Lu ailleurs / Pour ne plus sentir l’odeur du poisson, des Indiens l'achètent en ligne
Traditionnellement, les Indiens achètent leur nourriture dans les marchés, qui sont également des lieux de lien social. Des start-up se lancent dans le commerce en ligne de viande et de poisson. C’est plus hygiénique, plus rapide et meilleur pour la santé, argumentent-elles dans «The Times of India».
Pour les touristes, les marchés indiens sont «si authentiques» mais un peu effrayants. Des milliers de personnes s’y croisent, s’y bousculent, marchandent. Un peu effrayants mais également puants et dégoûtants dans les parties réservées aux bouchers et aux poissonniers, où l’on salit ses Birkenstock dans le sang des moutons et les entrailles des poissons, assailli par les mouches.
Au-delà des clichés et des émois touristiques, les marchés indiens ont, depuis des siècles, une fonction sociale. Non seulement on y achète des marchandises, mais en plus on prend des nouvelles des uns et des autres, on se transmet des informations.

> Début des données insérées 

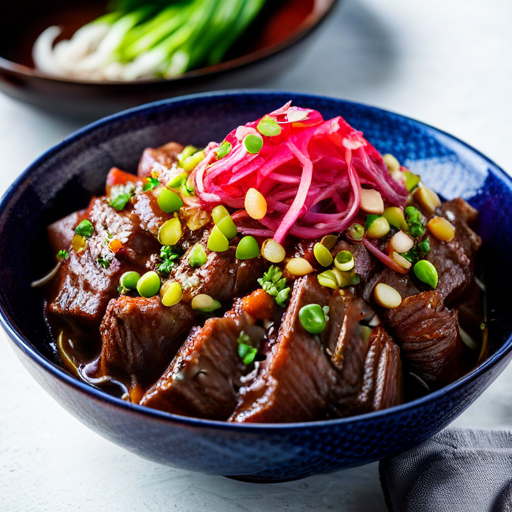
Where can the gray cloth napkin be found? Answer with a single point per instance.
(457, 470)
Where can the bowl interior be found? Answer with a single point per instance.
(277, 23)
(64, 179)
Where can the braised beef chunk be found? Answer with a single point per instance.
(346, 342)
(223, 276)
(454, 260)
(165, 155)
(83, 287)
(402, 283)
(383, 380)
(295, 381)
(60, 233)
(204, 377)
(428, 336)
(140, 336)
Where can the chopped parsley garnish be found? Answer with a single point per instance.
(275, 285)
(85, 229)
(62, 255)
(169, 256)
(104, 262)
(120, 201)
(150, 184)
(416, 221)
(223, 150)
(245, 349)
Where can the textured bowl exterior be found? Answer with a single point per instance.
(64, 179)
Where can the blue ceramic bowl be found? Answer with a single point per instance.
(64, 179)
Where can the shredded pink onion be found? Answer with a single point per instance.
(310, 174)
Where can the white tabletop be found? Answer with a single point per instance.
(444, 62)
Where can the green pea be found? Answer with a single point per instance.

Si la société indienne a longtemps préservé ses rites et ses modes de consommation, depuis quelques années elle succombe aux sirènes de la globalisation à l’occidentale. C’est ainsi que des supermarchés sont apparus, aseptisés et avec des prix affichés. Et qu'aujourd'hui des start-up se lancent dans la vente en ligne de viande et de produits de la mer.
«Propre et déjà découpé»
Elles s’adressent à la classe moyenne (moins d’un quart de la population), celle qui s’occidentalise avec le plus d’enthousiasme. «Mon père et mes oncles aiment aller au marché aux poissons, marchander dans l’odeur des étals. Moi, celui que j’achète en ligne m’arrive rapidement, propre et déjà découpé», témoigne Rumman Ahmed, 36 ans, rédacteur pour une société pharmaceutique de Bengalore, dans The Times of India. En contrepartie, il est d’accord de payer son poisson 60 à 70 roupies de plus par kilo (environ un franc suisse; le salaire moyen indien est d’environ 125 francs, ndlr).
Shan Kadavil, le PDG de Freshtohome - créée en 2015 et active à Bengalore, Mysore, Delhi et au Kerala, argumente, lui: «Dans un marché aux poissons normal, les produits sont présentés aux consommateurs au moins trois à quatre jours après avoir été pêchés. Les vendeurs gardent le poisson à l'extérieur pendant longtemps et ajoutent des produits chimiques comme de l'ammoniac et du formol pour lui conserver une apparence de fraîcheur».
Pour achalander les clients, les commerçants en ligne offrent de plus des produits déjà découpés en fonction des recettes traditionnelles (curry, biryani) et donnent la possibilité de n’acheter que certaines parties des animaux (ailes ou cuisses de poulet par exemple).
Bye bye les traditions exotiques?
Vu d’ici, voilà qui va rompre le charme des voyages organisés en Inde, les touristes occidentaux ayant tendance à préférer que les «autres» conservent les traditions exotiques qu’eux-mêmes ont abandonnées depuis longtemps. Vu de là-bas, cela va modifier l’organisation sociale et enrichir les investisseurs. Mais l’Inde est un grand pays, avec 1,3 milliard d’habitants, dont un tiers seulement vit en ville. Il faudra encore longtemps avant que le dernier marché paysan du Bihar (un des Etats le plus pauvre du sous-continent) ait disparu au profit du commerce en ligne.
«Ces start-up ne peuvent pas nourrir les attentes de tout le monde», conclut lucidement The Times of India.